Rabies has been cyclical, peaking every five to eight years, since the first big wave of cases swept the state in 1982, health officials said.

"Initially we see a lot of rabies cases, but then the numbers go down," said Dr. Elizabeth Barrett, an epidemiologist with the state's health department in Richmond.

Dr. Johnson also says there are fewer rabies cases in Maryland because health officials there test only those animals that have come into contact with people.

"So it really depends how the numbers are kept," Dr. Johnson said.

Raccoons, skunks and foxes are the most likely to carry the disease, but the number of cats found with the fatal virus is increasing slightly and could pose a greater threat to humans, Dr. Barrett said.

The virus that causes the fatal disease is transmitted by the saliva of an infected animal. Anyone who may have been exposed to the virus should see a doctor to begin a five-shot vaccination program to prevent the symptoms from appearing, Dr. Barrett said.

State officials urge residents to vaccinate their pets to prevent them from catching the disease if they come in contact with a rabid animal.

Homeowners should close any openings that raccoons and squirrels might use to get inside a home. In Mr. Faryadi's case, the chimney was left open after a hail storm earlier this month blew the hood off.
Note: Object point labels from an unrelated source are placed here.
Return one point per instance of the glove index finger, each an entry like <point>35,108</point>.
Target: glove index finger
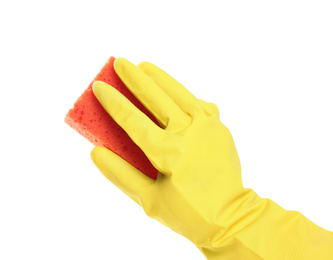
<point>143,131</point>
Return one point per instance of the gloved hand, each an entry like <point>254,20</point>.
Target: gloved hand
<point>199,192</point>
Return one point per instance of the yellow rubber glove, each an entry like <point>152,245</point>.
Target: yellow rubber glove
<point>199,192</point>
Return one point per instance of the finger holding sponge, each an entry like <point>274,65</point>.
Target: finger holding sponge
<point>90,119</point>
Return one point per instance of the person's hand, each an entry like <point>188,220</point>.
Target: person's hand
<point>198,192</point>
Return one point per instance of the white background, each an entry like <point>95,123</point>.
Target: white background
<point>266,64</point>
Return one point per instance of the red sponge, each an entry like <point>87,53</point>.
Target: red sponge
<point>89,118</point>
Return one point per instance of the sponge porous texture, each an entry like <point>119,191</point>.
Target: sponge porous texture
<point>89,118</point>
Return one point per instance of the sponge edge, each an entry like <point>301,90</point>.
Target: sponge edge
<point>89,118</point>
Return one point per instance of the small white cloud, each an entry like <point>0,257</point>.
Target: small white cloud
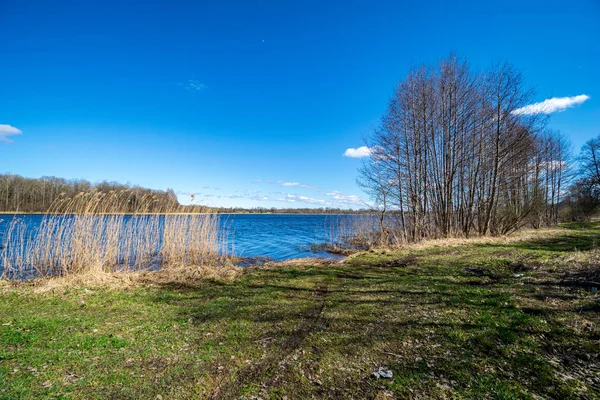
<point>362,151</point>
<point>194,86</point>
<point>555,104</point>
<point>6,131</point>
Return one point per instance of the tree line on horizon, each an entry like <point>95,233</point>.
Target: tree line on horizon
<point>456,153</point>
<point>40,195</point>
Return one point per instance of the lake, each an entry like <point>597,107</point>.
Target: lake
<point>277,236</point>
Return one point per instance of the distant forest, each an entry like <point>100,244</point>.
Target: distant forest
<point>28,195</point>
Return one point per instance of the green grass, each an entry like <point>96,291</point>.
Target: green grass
<point>449,322</point>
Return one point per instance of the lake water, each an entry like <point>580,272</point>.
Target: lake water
<point>276,236</point>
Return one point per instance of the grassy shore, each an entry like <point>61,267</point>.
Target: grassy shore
<point>450,319</point>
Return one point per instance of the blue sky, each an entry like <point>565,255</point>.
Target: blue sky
<point>253,103</point>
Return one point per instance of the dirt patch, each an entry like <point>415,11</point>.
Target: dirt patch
<point>300,262</point>
<point>255,372</point>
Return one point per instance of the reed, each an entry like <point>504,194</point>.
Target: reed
<point>86,234</point>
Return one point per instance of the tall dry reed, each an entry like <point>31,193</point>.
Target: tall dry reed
<point>84,234</point>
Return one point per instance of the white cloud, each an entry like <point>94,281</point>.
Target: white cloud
<point>6,131</point>
<point>194,86</point>
<point>555,104</point>
<point>293,198</point>
<point>362,151</point>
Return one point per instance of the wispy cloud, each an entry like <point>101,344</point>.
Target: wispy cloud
<point>549,106</point>
<point>194,86</point>
<point>347,200</point>
<point>297,184</point>
<point>360,152</point>
<point>6,131</point>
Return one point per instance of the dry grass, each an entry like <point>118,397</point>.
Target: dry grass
<point>82,236</point>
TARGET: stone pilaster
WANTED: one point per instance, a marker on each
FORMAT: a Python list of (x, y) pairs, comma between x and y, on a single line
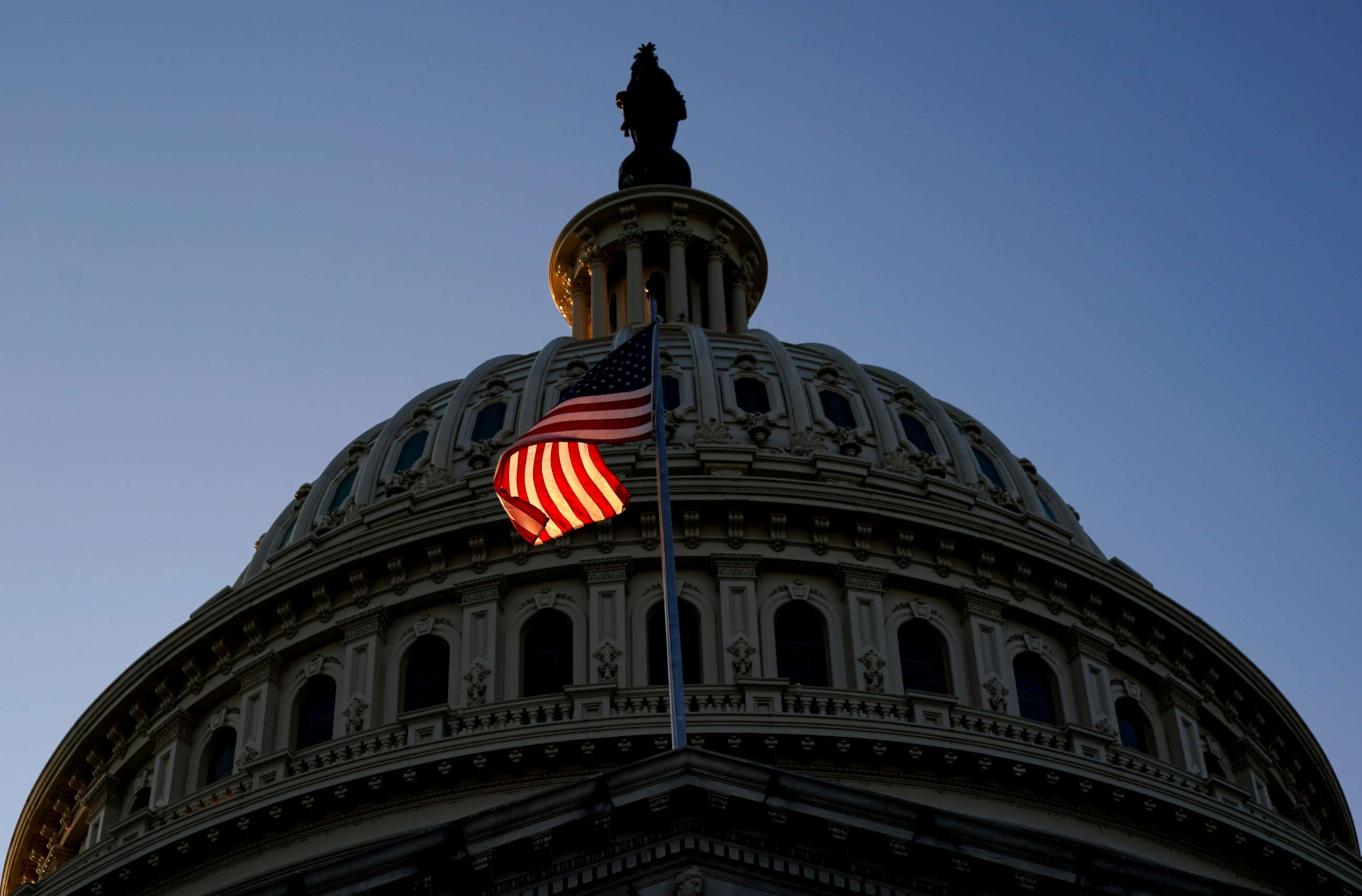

"I just never realized this could happen," Mr. Faryadi said. "My family has lived in this house for 12 years, and we've never had any problems with wildlife. This is dangerous stuff, especially when the animals are rabid. It's not something you play around with."

State and local officials in Virginia hope a new oral vaccine that's being distributed in piles of baited food placed east of Interstate 95 in Fairfax County will stop the spread of the disease.

Dr. Johnson said the same vaccine worked on the Anne Arundel Peninsula in Maryland, where about two years ago a group of wildlife experts distributed fishmeal bait blocks in areas where raccoons were often seen.

About 20 million packs of baited food have been distributed nationwide since the early 1990s and no adverse effects have been recorded, officials said.

"We're going to keep our fingers crossed and hope this vaccine will work," Mrs. Smith said.